“THY çalışanları nefes alacak” dedik, “sendika anlaşması kurumu da rahatlatacak” dedik, “kredi bulabilir THY” dedik. Dedik demesine de THY’nin personele güvensizliği hortladı. Çalışanın önüne idam fermanı konuldu. THY Teknik’te ise işler arapsaçı. Ölüm-sıtma tercihi arasında bırakılıyor insanlar.
Biraz THY’nin çalışanlarına duyduğu güvensizlikten bahsedeceğim biraz da THY Teknik’teki anlaşmazlığa ve sonra da taşeronların çaresizliğine.
Biliyorsunuz THY Hava-İş Sendikası ile protokol imzaladı. Sanılmasın ki bu protokol THY kanadının çabası ile yapıldı. Protokol iyi ya da kötü tartışılır ama hem şirketin geleceği hem çalışanların nefes alması açısından önemli. Ama bu protokolün kahramanları ne insan kaynaklarından sorumlu genel müdür yardımcısı Abdülkerim Çay, ne onun başkanı Ebubekir Akgül ne de şirketin kralı İlker Aycı’dır. Hava-İş Sendikası’nın olumlu yaklaşımı ve Cumhurbaşkanının doğrudan müdahil olarak söz sahibi sıfatıyla protokol imzalanmıştır.
Diğerleri sadece emir uygulamıştır. Kim bilir içlerinden nasıl da buğuz etmişlerdir.
Protokolün arkasından THY’nin niyet beyanının ne kadar kötü, ne kadar güvensiz olduğu ortaya çıktı. Benim bildiğim sendika çalışanların temsilcisidir ve onun adına hareket eder. Bu protokol bağlayıcı hüküm taşır.
Oysa THY Kralı İlker Aycı bu protokole rağmen “Aman kendimi güvene alayım. Personelin sağı solu belli olmaz” diye personelin önüne yeni sözleşme koydu. Sözleşmenin muhteviyatı “protokol onayı”. Neymiş efenim personel her şey normale döndükten sonra geriye dönük alacak davası açarmış. Arkadaş sen personele güvenmezsen o personel sana nasıl güvensin.
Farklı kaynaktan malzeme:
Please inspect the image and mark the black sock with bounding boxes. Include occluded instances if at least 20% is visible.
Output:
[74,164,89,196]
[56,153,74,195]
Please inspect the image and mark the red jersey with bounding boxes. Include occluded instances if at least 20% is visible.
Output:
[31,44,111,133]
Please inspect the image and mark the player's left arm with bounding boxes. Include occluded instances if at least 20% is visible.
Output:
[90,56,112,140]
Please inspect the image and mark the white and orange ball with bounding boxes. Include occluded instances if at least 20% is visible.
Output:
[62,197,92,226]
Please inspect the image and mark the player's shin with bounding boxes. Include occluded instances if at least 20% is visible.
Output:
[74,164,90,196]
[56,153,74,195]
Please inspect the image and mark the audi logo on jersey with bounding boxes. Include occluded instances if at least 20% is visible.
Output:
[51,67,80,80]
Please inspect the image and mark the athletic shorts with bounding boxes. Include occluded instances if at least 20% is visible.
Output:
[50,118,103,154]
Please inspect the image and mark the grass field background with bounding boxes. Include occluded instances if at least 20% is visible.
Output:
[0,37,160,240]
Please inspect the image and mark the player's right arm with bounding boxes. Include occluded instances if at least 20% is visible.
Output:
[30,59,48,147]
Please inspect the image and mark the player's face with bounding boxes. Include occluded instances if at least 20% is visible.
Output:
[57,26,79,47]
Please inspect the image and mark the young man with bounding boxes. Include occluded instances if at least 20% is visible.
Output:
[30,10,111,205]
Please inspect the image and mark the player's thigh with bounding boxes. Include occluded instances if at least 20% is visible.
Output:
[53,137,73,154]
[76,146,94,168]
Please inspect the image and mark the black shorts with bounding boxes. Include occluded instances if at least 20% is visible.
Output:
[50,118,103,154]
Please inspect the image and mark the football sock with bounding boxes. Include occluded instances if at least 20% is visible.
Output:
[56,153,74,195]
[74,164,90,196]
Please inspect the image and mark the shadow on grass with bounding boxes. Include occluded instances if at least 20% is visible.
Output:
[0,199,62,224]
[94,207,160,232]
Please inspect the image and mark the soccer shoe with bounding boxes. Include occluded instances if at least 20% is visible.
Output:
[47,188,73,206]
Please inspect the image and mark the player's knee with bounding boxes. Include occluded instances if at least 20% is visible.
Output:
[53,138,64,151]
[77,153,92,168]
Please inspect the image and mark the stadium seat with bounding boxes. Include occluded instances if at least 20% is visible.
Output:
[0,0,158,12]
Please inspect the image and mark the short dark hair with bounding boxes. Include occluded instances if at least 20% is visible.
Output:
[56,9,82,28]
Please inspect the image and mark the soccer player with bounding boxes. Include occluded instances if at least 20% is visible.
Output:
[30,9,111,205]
Senin tuzun kuru, seni işten atacak tek bir irade var onları işten atacak dolu irade var. Önüne konulan tüm işten atılmaları imzalayan sensin. “Kimdir, nedir, nedendir, kim istedi, neden istedi” diye sorar mısın?
Sormazsın. Ağa da sensin paşa da sen, kral da sensin sultan da.
Hem sen sendikalı personele yaptığın indirimi yönetim kuruluna yaptın mı? Bir yönetim kurulu kararı al bu millete açıkla da görelim. Herkesin maaşını da yaz ve bordroları ile birlikte açıkla. De ki, ben şu kadar alıyordum şu kadar alacağım. “Yönetim kurullarında olduğum, yönetim kurulu başkanlığı yaptığım şirketlerden de şu kadar indirim yapacağım kendime” de.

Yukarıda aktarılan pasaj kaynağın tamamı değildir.